Peiyuan Liu, Master’s candidate
David R. Cheriton School of Computer Science
Mobile devices (e.g., smart phones) are widely used in people’s daily lives. When users rely on location-based services in mobile applications, plenty of location records are exposed to the service providers. This location privacy threat attracts many researchers’ attention. Although many location privacy preserving mechanisms (LPPMs) and metrics have been proposed, most of them are based on simplified cell-based frameworks. The experiment results of using the simplified frameworks may be very different from those of using a more realistic framework. For example, semantic information can be very useful for an attacker in the cell-based frameworks because the simplified frameworks lose some geographical location information, but it may not be useful in the same way in a more realistic framework. Besides, many previous works blindly rely on the geo-indistinguishability, but we have no idea how geo-indistinguishability is related to the location information an adversary can obtain. Also, previous works usually assume an attacker’s background knowledge is all or nothing, but in the real world an attacker can have different types or amounts of background knowledge. All these problems make people confused about how to effectively protect their location privacy in different situations.
To address this problem, we propose a more realistic location privacy framework, which considers location points instead of cells as inputs, to quantify each component in the framework. Using this framework, we do several experiments to evaluate different impacts of the prior probability of a protection mechanism, the geographical knowledge, the semantic knowledge, and the geo-indistinguishability property on the attack results.

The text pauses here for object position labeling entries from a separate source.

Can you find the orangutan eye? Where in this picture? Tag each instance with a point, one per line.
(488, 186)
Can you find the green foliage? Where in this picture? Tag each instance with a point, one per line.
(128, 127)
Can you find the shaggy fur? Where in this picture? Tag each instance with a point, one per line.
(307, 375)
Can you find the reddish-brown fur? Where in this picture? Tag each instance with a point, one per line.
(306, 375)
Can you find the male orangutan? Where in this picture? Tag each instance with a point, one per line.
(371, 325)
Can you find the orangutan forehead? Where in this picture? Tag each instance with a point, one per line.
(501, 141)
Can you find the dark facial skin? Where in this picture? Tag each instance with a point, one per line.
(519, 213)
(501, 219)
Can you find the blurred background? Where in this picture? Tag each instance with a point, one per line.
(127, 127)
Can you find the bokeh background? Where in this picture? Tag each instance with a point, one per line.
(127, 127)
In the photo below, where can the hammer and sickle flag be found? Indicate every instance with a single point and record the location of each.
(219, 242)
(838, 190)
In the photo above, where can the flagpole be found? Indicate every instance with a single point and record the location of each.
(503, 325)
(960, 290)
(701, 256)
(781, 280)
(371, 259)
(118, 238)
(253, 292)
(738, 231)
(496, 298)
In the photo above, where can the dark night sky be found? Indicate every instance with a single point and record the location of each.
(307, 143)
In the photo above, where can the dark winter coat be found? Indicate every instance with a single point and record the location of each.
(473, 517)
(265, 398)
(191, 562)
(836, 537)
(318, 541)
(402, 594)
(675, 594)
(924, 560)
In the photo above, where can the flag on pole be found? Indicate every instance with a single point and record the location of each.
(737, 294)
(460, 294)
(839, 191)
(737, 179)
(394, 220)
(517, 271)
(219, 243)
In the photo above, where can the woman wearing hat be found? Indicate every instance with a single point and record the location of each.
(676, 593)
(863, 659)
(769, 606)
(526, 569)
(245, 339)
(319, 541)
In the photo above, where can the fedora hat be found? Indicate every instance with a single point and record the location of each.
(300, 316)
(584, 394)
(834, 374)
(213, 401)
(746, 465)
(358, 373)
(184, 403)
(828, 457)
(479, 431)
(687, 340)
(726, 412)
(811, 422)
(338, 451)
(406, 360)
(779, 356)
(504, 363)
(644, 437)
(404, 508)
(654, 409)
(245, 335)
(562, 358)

Our results show that that an adversary only needs to obtain 6% of background knowledge to infer around 50% of users actual locations that he can infer when having full background knowledge; the prior probability distribution of an LPPM has much less impact than the background knowledge; an LPPM with the geo-indistinguishability property may not have better performance against different attacks than LPPMs without this property; the semantic information is not as useful as previous work shows. We believe our findings will help users and researchers have a better understanding of our location privacy framework, and help them choose the appropriate techniques in different situations.